Face às previsões tecidas em 2007 pelo Painel Intergovernamental sobre as Mudanças Climáticas, o documento da AMAP revela-se mais pessimista, prevendo por exemplo que a cobertura de gelo do mar no Árctico esteja a encolher mais rapidamente do que a ONU projectara. Diz o relatório que o nível de cobertura de gelo no Verão se tem mantido próximo do limite a cada ano, desde 2001, mas que dentro de trinta a quarenta anos o oceano Árctico estará praticamente livre de gelo durante a estação mais quente.

Confirmando que o derretimento de geleiras e de camadas de gelo em todo o mundo é o maior responsável pelo aumento do nível do mar, o documento da AMAP acciona os alertas mais fortes para a região da Gronelândia que, sozinha, equivale a mais de quarenta por cento dos 3,1 milímetros de elevação do nível do mar, observado anualmente entre 2003 e 2008. A perda de massa de gelo da Groenlândia, que cobre uma área do tamanho do México, aumentou de 50 gigatoneladas entre 1995-2000 para mais de 200 gigatonelas entre 2004-2008, avisam os especialistas. A AMAP estimou ainda que a média das temperaturas no Inverno e no Outono no Árctico irá subir de 3º a 6º C até 2080, mesmo que as emissões de gases com efeito de estufa sejam menores que na década passada.

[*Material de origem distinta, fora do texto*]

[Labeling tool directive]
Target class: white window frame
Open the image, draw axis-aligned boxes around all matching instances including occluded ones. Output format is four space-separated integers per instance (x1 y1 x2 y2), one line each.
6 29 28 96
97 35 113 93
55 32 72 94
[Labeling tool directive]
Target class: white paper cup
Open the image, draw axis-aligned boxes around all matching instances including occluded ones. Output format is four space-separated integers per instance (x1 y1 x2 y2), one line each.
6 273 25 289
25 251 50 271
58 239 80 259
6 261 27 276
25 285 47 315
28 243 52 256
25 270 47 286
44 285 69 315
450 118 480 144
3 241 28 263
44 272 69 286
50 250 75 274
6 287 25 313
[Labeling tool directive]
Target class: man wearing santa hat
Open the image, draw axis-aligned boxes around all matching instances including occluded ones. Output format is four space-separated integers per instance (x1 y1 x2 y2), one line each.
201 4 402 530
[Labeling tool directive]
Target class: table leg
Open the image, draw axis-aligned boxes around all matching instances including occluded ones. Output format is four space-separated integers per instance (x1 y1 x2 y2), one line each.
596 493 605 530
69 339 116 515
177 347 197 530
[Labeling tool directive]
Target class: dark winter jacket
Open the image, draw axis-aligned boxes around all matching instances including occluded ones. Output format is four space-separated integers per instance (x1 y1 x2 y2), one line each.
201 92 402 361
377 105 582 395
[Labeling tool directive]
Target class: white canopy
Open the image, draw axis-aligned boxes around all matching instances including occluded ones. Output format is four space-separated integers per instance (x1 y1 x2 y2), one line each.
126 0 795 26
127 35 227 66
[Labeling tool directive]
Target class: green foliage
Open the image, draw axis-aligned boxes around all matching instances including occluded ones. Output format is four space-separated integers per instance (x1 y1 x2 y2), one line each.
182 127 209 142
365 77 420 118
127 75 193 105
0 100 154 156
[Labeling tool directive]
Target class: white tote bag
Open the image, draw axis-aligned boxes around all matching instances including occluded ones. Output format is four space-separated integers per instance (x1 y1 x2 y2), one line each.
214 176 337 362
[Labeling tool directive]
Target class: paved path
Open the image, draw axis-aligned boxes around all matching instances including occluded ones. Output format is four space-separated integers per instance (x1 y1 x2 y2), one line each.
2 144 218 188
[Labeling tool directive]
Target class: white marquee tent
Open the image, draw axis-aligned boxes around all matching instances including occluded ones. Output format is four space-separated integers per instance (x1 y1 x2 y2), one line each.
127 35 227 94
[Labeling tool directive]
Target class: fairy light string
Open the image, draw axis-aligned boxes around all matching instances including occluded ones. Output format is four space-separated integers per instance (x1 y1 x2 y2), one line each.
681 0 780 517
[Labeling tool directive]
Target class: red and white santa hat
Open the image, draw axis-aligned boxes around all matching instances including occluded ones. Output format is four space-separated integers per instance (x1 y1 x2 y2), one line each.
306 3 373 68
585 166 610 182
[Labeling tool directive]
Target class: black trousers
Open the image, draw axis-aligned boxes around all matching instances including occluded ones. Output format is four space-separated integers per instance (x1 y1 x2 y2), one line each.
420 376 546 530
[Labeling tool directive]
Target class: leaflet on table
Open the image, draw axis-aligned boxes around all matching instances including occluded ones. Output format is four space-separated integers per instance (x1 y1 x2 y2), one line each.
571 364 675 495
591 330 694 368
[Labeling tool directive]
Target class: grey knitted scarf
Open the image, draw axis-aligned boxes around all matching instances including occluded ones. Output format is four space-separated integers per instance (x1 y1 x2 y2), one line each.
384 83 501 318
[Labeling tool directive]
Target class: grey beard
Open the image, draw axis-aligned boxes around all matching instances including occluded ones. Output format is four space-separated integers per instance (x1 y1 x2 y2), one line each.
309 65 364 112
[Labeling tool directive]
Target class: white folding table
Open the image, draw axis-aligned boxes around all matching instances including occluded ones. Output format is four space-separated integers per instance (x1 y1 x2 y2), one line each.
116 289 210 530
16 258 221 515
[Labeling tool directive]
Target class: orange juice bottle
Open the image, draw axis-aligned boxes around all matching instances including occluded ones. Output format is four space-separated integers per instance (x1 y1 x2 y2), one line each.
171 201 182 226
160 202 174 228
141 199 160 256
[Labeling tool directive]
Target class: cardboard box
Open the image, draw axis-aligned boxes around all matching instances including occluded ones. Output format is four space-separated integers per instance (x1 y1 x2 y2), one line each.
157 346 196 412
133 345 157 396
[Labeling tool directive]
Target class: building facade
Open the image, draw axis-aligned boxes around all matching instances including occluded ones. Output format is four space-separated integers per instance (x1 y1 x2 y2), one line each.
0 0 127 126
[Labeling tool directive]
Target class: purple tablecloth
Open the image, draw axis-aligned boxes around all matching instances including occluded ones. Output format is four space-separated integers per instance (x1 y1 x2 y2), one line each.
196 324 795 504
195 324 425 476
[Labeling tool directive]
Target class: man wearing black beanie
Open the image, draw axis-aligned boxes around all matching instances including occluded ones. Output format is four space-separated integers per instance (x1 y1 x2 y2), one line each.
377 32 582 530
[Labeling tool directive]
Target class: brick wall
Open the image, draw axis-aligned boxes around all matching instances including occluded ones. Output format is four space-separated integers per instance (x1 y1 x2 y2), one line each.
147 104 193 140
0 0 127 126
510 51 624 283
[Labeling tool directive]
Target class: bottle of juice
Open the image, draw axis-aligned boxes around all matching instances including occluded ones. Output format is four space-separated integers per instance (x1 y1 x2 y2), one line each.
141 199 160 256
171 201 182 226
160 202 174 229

Em conclusão, as mudanças observadas nos últimos dez anos no gelo marinho do Oceano Árctico, na massa de gelo da Groenlândia e nas calotas polares “são dramáticas e representam uma alteração óbvia nos padrões de longo prazo”, alertam os responsáveis do Programa que monitoriza as ameaças ao ambiente árctico.

Cem memórias a preservar
© DR

100 Places to Remember Before they Disappear” ou “100 locais a recordar antes de desaparecerem” é um projecto no mínimo original que reúne trabalhos de cem fotógrafos de outros tantos locais, cuja denominador comum é um só: todos eles correm o risco de desaparecer do mapa do mundo ou estão seriamente ameaçados, devido às alterações climáticas. Alguns dos melhores fotógrafos do mundo abraçaram a ideia, seleccionando as paisagens a partir dos relatórios elaborados pelo Painel Intergovernamental para as Alterações Climáticas das Nações Unidas, e criaram imagens extraordinárias destes que são, também, alguns dos mais belos locais da Terra.

Complementarmente, o site disponibiliza informação técnica e notícias sobre as alterações climáticas, livros, exposições e vários suportes de comunicação que sensibilizam para a causa ambiental.